One study found that river barriers similar to those built by beavers can protect flood-prone communities by storing water upstream and then slowly releasing it.
Researchers from Cardiff University and the University of Worcester studied the effects of leaking barriers made of natural material such as trees, branches, logs and leaves on a small river in Shropshire over a two-year period.
The barriers, which mimic beaver dams, purposefully raise water levels upstream to slow river flow through storage and diversion—benefiting the river and surrounding agricultural land.
Previously, scientists used numerical models to measure their impact. However, this study involved collecting data from 105 leaky barriers over a distance of three miles.

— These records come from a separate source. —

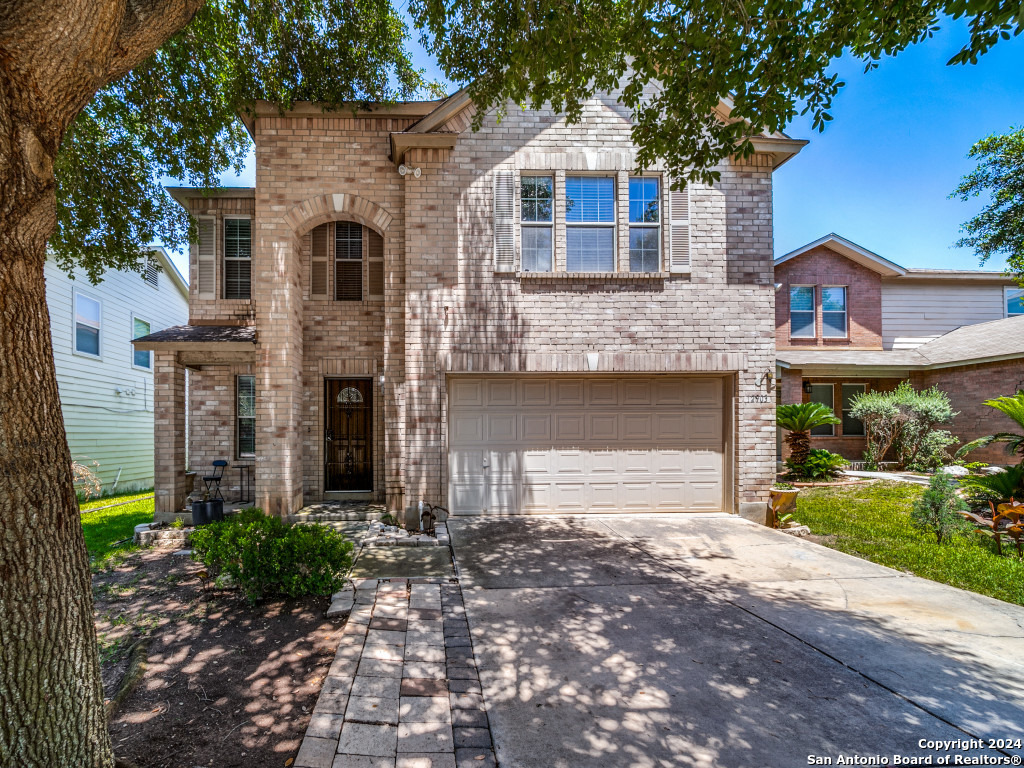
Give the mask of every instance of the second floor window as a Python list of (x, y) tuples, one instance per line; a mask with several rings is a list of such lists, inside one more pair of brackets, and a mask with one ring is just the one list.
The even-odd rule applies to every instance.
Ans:
[(523, 176), (519, 185), (522, 270), (550, 272), (554, 184), (551, 176)]
[(813, 339), (814, 286), (790, 288), (790, 336), (795, 339)]
[[(150, 324), (140, 317), (132, 315), (131, 318), (131, 337), (133, 339), (141, 339), (143, 336), (150, 335)], [(135, 349), (132, 347), (132, 365), (135, 368), (144, 368), (150, 371), (153, 369), (153, 352), (147, 349)]]
[(842, 286), (821, 289), (821, 335), (826, 339), (846, 338), (846, 289)]
[(566, 176), (566, 271), (614, 271), (614, 244), (615, 180), (610, 176)]
[(630, 179), (631, 272), (656, 272), (660, 268), (660, 200), (656, 177)]
[(248, 299), (252, 292), (252, 224), (224, 219), (224, 298)]
[(334, 229), (334, 298), (362, 300), (362, 227), (338, 221)]
[(82, 293), (75, 292), (75, 351), (99, 356), (99, 328), (102, 305)]

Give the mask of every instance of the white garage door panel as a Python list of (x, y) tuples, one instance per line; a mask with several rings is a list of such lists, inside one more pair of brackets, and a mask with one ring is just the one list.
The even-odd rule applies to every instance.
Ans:
[(449, 385), (453, 514), (723, 508), (723, 380), (478, 377)]

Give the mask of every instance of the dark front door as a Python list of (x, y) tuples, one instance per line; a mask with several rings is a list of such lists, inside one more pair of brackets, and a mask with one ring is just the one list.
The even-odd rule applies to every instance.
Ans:
[(372, 379), (328, 379), (325, 490), (373, 490)]

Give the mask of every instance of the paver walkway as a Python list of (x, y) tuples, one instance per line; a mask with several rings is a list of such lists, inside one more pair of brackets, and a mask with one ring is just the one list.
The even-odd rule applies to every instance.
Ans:
[(356, 583), (296, 768), (496, 765), (462, 592), (436, 582)]

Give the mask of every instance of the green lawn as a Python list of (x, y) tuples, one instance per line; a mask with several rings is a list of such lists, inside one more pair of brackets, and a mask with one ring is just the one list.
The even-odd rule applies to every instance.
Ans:
[[(130, 547), (131, 542), (117, 547), (114, 545), (124, 539), (130, 539), (135, 526), (140, 522), (153, 521), (152, 497), (153, 492), (151, 490), (120, 497), (110, 496), (82, 505), (82, 530), (85, 534), (85, 546), (88, 548), (89, 556), (94, 563), (102, 563), (115, 552)], [(109, 506), (119, 502), (131, 503), (117, 507)], [(108, 508), (96, 509), (97, 507)]]
[(833, 549), (1024, 605), (1024, 560), (1012, 546), (1004, 543), (1004, 551), (1014, 554), (1001, 557), (977, 535), (939, 546), (934, 535), (911, 527), (910, 508), (923, 490), (899, 482), (805, 488), (796, 519), (828, 537), (823, 543)]

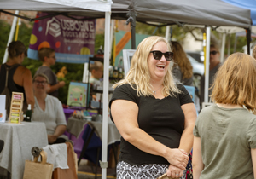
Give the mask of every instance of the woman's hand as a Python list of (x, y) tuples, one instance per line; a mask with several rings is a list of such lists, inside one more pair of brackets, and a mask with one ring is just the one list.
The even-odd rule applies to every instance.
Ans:
[(169, 168), (166, 171), (167, 176), (172, 178), (180, 178), (183, 175), (183, 170), (174, 166), (172, 165), (169, 165)]
[(57, 140), (57, 136), (55, 135), (48, 135), (48, 142), (49, 143), (54, 143)]
[(166, 156), (166, 159), (171, 165), (183, 170), (186, 169), (189, 158), (184, 150), (177, 148), (170, 149)]

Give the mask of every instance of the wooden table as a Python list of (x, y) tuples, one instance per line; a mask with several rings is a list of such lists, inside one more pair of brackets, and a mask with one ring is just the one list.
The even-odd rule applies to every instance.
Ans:
[(11, 178), (22, 179), (25, 161), (32, 159), (33, 147), (42, 148), (48, 145), (44, 123), (0, 123), (0, 139), (4, 141), (0, 153), (0, 167), (11, 173)]

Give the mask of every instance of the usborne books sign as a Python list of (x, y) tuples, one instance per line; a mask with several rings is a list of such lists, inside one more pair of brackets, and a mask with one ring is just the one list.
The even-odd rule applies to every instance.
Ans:
[[(37, 17), (49, 15), (38, 13)], [(30, 45), (28, 58), (38, 60), (38, 50), (50, 47), (55, 50), (56, 61), (67, 63), (88, 62), (93, 56), (95, 45), (96, 20), (71, 19), (63, 15), (36, 20)]]

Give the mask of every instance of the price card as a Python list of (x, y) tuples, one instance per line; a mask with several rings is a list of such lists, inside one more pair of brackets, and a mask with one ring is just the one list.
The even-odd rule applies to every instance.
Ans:
[(4, 123), (6, 118), (5, 95), (0, 95), (0, 123)]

The study, published in the Journal of Hydrology, found the site’s leaky barriers could store enough water to fill at least four Olympic-size swimming pools during severe storm events like Storm Dennis.
Elevated water levels of up to 0.8 meters were measured at each barrier, which scientists say slowed river flow during storm events.
It took between seven and nine days for water levels to return to normal, with water slowly being released over a period of seven to 10 days to protect downstream communities from flooding.
dr Catherine Wilson, from Cardiff University’s School of Engineering, said: “In recent years we have seen a significant increase in the risk of flooding across the UK and globally due to increased storm intensity and other climate change related factors.
“Where flooding occurs, we often see extreme human and socioeconomic costs. It is therefore important that we better understand how to combat these events as effectively as possible.”
During the study, researchers placed monitoring devices on leaky barriers spanning three channels to measure their impact on upstream and downstream water levels over time.
Drone imagery of the site was used to provide accurate land elevation measurements in the tree and plant covered areas of the river.
dr Wilson added, “For the first time, our study provides quantifiable and detailed evidence for the effectiveness of nature-based solutions in managing these flooding events.”
“We show that leaky barriers are effective in slowing down river flow during rainy periods and storing large volumes of water that would otherwise flow through, damaging downstream communities.
“Instead, that power is released slowly over a period of a week to 10 days.
“Leaky barriers are most effective in narrow channels with steep banks and can reduce flooding in smaller storm events better than in larger ones.”
“This shows us that they are a valuable addition to existing flood management strategies.
“In addition, leaky barriers offer a cost-effective solution of between £50 and £500 and are a sustainable flood defence, increasing biodiversity in our rivers and surrounding land.”
Research continues to monitor the effectiveness of leaking barriers at the Shropshire site, one of 60 identified by the Department for Environment, Food and Rural Affairs to assess natural flood management.
The scientists said the results of their study could be used by government and industry to develop flood defenses for smaller, more frequent storms and to develop an approach for modeling leaking barriers during larger storms.
Professor Ian Maddock, Professor of River Sciences at the University of Worcester, said: “The results of the study have helped support our work with local authorities in identifying new sites for natural flood management.”
“It has allowed us to target locations where installing leaky barriers will have the greatest impact in reducing flood risk for communities and landowners downstream.”
The article “Field-based Monitoring of Instream Leaky Barrier Backwater and Storage While Storm Events” was published in the Journal of Hydrology.